Los Alamos Lab adds HPE and NVIDIA systems for AI, simulations
Los Alamos National Laboratory is adding HPE-built Mission and Vision systems, with Mission targeting 4x Crossroads performance and Vision due in 2027.

Los Alamos National Laboratory is moving to a new supercomputing stack built for a different kind of machine intelligence, one meant to speed up stockpile simulations, scientific discovery and agentic AI work from the same hardware backbone. The lab's Mission and Vision systems will be built by HPE on the Cray Supercomputing GX5000 architecture and tied to NVIDIA's Vera Rubin platform, a package that combines Vera CPUs, Rubin GPUs and Quantum-X800 InfiniBand networking.
HPE announced the project on Oct. 28, 2025 as part of a $370 million U.S. Department of Energy investment aimed at scientific discovery, AI initiatives and national security. For Los Alamos, the most immediate mission-sensitive machine is Mission, also known as ATS-5, the fifth Advanced Technology System in the Advanced Simulation and Computing program. LANL says that system will support National Nuclear Security Administration stockpile modernization and is designed to cut time-to-solution, while HPE said it should deliver four times the performance of Crossroads, the lab's earlier system.

Vision is aimed at the other side of LANL's computing portfolio: larger concurrent AI and research workloads that do not carry the same classification burden. The lab expects Vision to enter operation in 2027, which places the next major step in the county's computing profile firmly ahead, not behind. The direct liquid-cooled design also signals the scale of power and cooling needed for exascale-era computing, work that will stay inside the lab's secure perimeter but still shapes how Los Alamos handles high-end technical infrastructure.
The hardware expansion builds on work LANL already has in place. Venado, launched in 2024, later moved to a classified network and began running OpenAI's latest o3 reasoning model for national security research. LANL also developed URSA, the Universal Research and Scientific Agent, as an open-source agentic AI framework for scientific discovery. Together, those projects show the lab trying to make AI do more than summarize text: they are turning it into a tool for simulations, model-building and scientific workflows that could affect everything from nuclear stewardship to basic science.
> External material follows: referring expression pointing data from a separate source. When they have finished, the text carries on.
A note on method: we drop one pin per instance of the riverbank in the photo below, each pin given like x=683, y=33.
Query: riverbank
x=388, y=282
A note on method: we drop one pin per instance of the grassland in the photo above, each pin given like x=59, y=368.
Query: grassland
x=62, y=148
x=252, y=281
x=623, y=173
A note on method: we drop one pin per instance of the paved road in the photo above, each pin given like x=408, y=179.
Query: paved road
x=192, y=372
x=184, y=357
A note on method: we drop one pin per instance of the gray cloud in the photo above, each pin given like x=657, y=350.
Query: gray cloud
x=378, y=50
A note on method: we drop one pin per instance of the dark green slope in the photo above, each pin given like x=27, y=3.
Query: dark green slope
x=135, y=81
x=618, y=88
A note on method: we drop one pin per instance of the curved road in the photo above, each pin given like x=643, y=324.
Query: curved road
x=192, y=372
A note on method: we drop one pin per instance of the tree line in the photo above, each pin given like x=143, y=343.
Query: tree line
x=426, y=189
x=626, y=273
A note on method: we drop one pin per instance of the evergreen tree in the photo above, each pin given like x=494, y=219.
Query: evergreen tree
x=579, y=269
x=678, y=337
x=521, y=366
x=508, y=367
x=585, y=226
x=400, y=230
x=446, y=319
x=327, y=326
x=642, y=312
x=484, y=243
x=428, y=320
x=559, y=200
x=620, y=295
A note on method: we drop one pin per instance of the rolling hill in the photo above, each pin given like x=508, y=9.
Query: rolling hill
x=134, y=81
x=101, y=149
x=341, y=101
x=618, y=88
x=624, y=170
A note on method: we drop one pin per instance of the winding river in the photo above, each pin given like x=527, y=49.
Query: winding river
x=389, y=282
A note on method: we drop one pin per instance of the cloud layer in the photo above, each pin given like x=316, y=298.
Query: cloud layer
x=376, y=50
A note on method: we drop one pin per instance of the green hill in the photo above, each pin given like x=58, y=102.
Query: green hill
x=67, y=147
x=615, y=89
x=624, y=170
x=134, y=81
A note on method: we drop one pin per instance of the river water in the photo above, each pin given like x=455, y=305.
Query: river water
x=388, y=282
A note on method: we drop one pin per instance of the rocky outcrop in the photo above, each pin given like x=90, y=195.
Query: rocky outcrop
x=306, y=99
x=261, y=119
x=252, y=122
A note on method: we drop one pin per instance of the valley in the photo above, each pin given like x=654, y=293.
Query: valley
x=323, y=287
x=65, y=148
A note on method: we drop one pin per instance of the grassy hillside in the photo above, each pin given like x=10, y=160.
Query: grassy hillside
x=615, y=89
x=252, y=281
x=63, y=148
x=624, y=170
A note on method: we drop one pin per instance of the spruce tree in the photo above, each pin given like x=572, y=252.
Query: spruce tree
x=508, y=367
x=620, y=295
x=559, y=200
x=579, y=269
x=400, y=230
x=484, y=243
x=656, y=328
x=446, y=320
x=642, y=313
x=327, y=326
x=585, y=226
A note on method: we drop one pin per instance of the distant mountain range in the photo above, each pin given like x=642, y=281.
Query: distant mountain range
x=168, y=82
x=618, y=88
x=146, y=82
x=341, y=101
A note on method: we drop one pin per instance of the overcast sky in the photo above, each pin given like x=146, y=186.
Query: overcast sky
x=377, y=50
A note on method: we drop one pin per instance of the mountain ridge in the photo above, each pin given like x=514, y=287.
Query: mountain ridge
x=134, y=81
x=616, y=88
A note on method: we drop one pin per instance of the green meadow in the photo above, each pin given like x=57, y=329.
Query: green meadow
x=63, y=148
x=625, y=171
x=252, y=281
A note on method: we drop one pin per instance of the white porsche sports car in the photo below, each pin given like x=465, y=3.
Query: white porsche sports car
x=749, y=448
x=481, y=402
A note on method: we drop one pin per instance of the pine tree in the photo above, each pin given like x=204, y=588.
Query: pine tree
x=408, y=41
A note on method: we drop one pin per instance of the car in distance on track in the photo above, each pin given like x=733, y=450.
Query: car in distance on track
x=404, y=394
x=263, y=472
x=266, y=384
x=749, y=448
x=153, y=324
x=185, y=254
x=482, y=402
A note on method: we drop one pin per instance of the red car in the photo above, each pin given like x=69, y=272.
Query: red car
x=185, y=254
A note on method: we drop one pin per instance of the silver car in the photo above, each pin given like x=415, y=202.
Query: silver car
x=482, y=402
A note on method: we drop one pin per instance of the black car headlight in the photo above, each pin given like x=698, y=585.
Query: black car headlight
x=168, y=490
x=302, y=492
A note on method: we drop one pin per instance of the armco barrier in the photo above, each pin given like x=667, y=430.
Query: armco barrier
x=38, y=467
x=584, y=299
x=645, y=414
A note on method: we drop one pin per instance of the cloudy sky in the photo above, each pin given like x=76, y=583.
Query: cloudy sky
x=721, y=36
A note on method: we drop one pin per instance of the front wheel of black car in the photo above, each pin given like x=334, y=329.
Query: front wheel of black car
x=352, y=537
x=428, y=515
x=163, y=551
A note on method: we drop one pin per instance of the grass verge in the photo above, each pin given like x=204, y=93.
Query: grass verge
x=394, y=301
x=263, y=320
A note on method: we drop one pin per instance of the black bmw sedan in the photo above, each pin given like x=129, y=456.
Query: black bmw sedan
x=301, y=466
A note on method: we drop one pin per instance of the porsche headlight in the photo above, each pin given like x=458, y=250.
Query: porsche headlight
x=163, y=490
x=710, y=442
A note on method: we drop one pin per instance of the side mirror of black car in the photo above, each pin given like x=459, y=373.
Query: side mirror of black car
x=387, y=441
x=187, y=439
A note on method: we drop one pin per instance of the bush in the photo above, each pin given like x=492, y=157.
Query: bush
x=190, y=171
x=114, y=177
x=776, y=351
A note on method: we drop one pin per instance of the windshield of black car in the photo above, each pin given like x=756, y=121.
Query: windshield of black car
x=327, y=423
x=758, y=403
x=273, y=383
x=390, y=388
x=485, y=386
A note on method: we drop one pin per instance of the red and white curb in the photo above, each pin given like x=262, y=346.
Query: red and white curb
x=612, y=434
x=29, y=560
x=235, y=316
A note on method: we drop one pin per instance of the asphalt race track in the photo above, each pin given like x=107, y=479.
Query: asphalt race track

For Los Alamos, the local impact is likely to be less about a public spectacle than about what kind of work the lab attracts and keeps here. The new systems point to a deeper investment in advanced computing talent, tighter links between classified missions and open research, and a growing role for AI in the lab's public-facing scientific agenda. In a county where the laboratory is the dominant institution, that kind of shift is as much about accountability and mission priorities as it is about faster processors.